Compared with the relatively low MRSA contamination rate (1.1%) on ward computer interface surfaces in our study, the 53% MRSA hand contamination rate among HCWs after contacting environmental surfaces near hospitalized patients in Bhalla A. et al study, showed that HCW's role as pathogen reservoirs and suggested hand hygiene to be important [2]. Beside to improve hand-hygiene compliance, improvement of cleaning services could be administered as an effective infection control measure [20]. Disinfectants including chlorine, alcohol, phenol and quaternary ammonium are all effective against MRSA, P. aeruginosa, and vancomycin-resistant Enterococcus species on keyboards of computers; and even sterile water is effective to remove more than 95% bacteria [5]. Flat keyboard with an alarm was suggested for being easy to clean and associated with better cleaning compliance [24]. Although keyboards can be safely and successfully disinfected and the need to clean computer interface surfaces as a routine practice is generally accepted, no specific cleaning and disinfection frequency and procedure for computer accessories has been defined [6, 25]. Domestic cleaning has been reported useful to control MRSA [26]. As daily cleaning and hygiene regulation for using computer were demonstrated to be useful interventions to reduce keyboard contamination [9], several recommendations were gradually adopted, including that computers should be disinfected daily and when visibly soiled and HCW should not touch computer keyboards with contaminated hands [5]. Our result of the trend for the association of contamination rate of any of S. aureus, Pseudomonas spp. and Acinetobacter spp on the keyboards and mouse devices suggested both interface surfaces required attention when conducting cleaning service.

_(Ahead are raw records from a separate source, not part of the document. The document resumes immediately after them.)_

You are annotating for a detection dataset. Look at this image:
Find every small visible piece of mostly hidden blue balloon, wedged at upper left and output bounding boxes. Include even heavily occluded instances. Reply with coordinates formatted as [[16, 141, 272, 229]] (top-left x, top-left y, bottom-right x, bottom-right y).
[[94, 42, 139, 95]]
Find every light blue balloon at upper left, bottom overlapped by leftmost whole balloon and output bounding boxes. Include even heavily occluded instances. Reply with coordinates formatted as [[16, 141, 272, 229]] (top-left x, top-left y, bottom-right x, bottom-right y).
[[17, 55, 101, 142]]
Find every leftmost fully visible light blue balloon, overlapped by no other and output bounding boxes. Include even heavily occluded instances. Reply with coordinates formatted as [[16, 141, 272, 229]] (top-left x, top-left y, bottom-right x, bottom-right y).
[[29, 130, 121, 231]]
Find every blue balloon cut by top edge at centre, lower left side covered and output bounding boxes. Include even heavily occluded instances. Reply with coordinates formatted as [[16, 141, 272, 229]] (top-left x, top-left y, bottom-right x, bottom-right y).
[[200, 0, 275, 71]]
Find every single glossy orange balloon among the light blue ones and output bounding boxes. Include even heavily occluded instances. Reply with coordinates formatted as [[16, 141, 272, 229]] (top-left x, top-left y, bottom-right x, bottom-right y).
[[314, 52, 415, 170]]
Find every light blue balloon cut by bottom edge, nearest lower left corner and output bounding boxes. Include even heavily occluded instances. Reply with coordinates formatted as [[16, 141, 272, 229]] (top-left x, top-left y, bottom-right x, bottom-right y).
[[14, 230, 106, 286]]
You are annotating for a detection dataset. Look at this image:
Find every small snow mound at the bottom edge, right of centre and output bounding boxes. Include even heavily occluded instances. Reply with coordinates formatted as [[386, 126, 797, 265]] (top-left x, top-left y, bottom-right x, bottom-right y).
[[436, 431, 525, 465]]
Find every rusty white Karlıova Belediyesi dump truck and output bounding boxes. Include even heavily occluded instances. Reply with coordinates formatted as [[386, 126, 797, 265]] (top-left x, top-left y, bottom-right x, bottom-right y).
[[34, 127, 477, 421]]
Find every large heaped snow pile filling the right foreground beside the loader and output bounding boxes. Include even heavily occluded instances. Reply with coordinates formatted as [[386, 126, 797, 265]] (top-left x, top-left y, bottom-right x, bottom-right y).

In contrast to previous studies on the role of environmental colonization that were performed during nosocomial pathogen outbreaks [27], our study was conducted when there was no outbreak. We did not investigate other factors in the transmission route, such as HCWs' hand carriage and colonization of patients. As sporadic MRSA strains differed in the shorter survival duration on environmental surface than outbreak strains [28], our study of a non-outbreak setting might be associated with the lower chance to find the similar genotype strains between computer and clinical isolates. Our study result is also limited by the cross sectional design that no measurement of the contamination levels was performed at two time periods with different hand hygiene compliance. Therefore it is difficult to make a conclusion about hand hygiene could help to prevent contamination of hospital ward computers, though inanimate environment surfaces in hospitals played a role among many steps for the transmission of pathogen to patients and hand hygiene promotion may be beneficial to reduce the risk of cross contamination [29].

Conclusion

Our report documents that the contamination rates of computer interface surfaces by MRSA, P. aeruginosa, and A. baumannii in a hospital-wide surveillance were low when a relatively good hand hygiene compliance of HCWs was observed. Furthermore, no clinical correlation of contamination of these computer devices to clinical isolates was found. Routine disinfection and even surveillance of these computer devices may not be mandatory in non-outbreak settings.